Darstellung der Schlacht von Rudolf Mirer.

DER MALER RUDOLF MIRER

Der 1937 geborene Rudolf Mirer ist einer der bekanntesten und erfolgreichsten Künstler der Schweiz. Der Bogen seiner künstlerischen Ausdruckskraft ist weit gespannt. Er reicht von seiner Verbundenheit mit der Natur der Heimat, deren Berg- und Tierwelt bis hin zu sakralen Themen und der Abstraktion.
Den Entschluss, Maler zu werden, fasste Rudolf Mirer während seines zweijährigen Aufenthalts in Rom, wo er als Angehöriger der Schweizergarde zwei Päpsten diente. In die Schweiz zurückgekehrt, setzte er seinen Entschluss mit der den Walsern eigenen Beharr-lichkeit in die Tat um. Der Erfolg stellte sich denn auch bald ein und hält nun seit vier Jahrzehnten an.

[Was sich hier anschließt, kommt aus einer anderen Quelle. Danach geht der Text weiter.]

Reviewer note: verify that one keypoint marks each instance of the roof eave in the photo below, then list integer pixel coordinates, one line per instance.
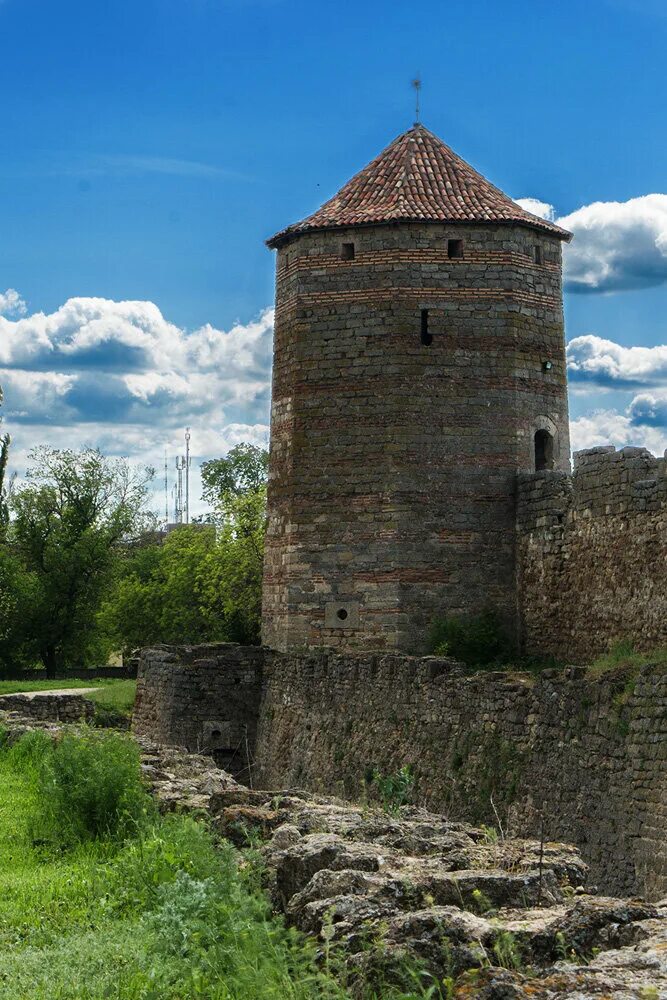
(285, 236)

Den endgültigen Durchbruch schaffte Rudolf Mirer mit einer grossen Ausstellung im Seedamm-Kulturzentrum in Pfäffikon/SZ im Jahre 1986. Es folgten Ausstellungen in zahlreichen Schweizer Städten sowie in Schongau und Regensburg in Bayern. 1995 wurde er
durch die Schweizer Sportjournalisten zum Künstler des Jahres erkoren. Im Jahre 2006 gestaltete er zur 500 Jahr-Feier der päpstlichen Schweizergarde im Vatikan Signet, Sonderbriefmarken, Jubiläumsmünze sowie bedeutende grafische Werke für den Vatikan und die Schweiz.
Sein gewaltiges Oeuvre hat folgerichtig auch internationale Anerkennung gefunden. 1993 erhielt Rudolf Mirer von der UNO in New York den ehrenvollen Auftrag, ein Bild zum Thema “Flüchtlingsschutz” zu schaffen. Er überzeugte damit so sehr, dass er zum 50-Jahr-Jubiläum der UNO auch drei Sonderbriefmarken gestalten durfte.
Sein aktueller Schaffensmittelpunkt gilt dem Gotthard-Hauptdurchschlag vom Oktober 2010. Von seinem diesem Anlass gewidmeten Werk „San Gottardo“ erhielt jeder der über 4000 am Mammutprojekt NEAT Beschäftigten eine Serigraphie als Andenken.
Rudolf Mirer lebt in Obersaxen, wo er tagtäglich in seinem Atelier arbeitet. Er lebt zurückgezogen und zieht das Alleinsein mit sich und seiner Bündner Natur den oft fast unumgänglich scheinenden gesellschaftlichen Events bei weitem vor. Man spürt’s – in jeder Begegnung mit ihm.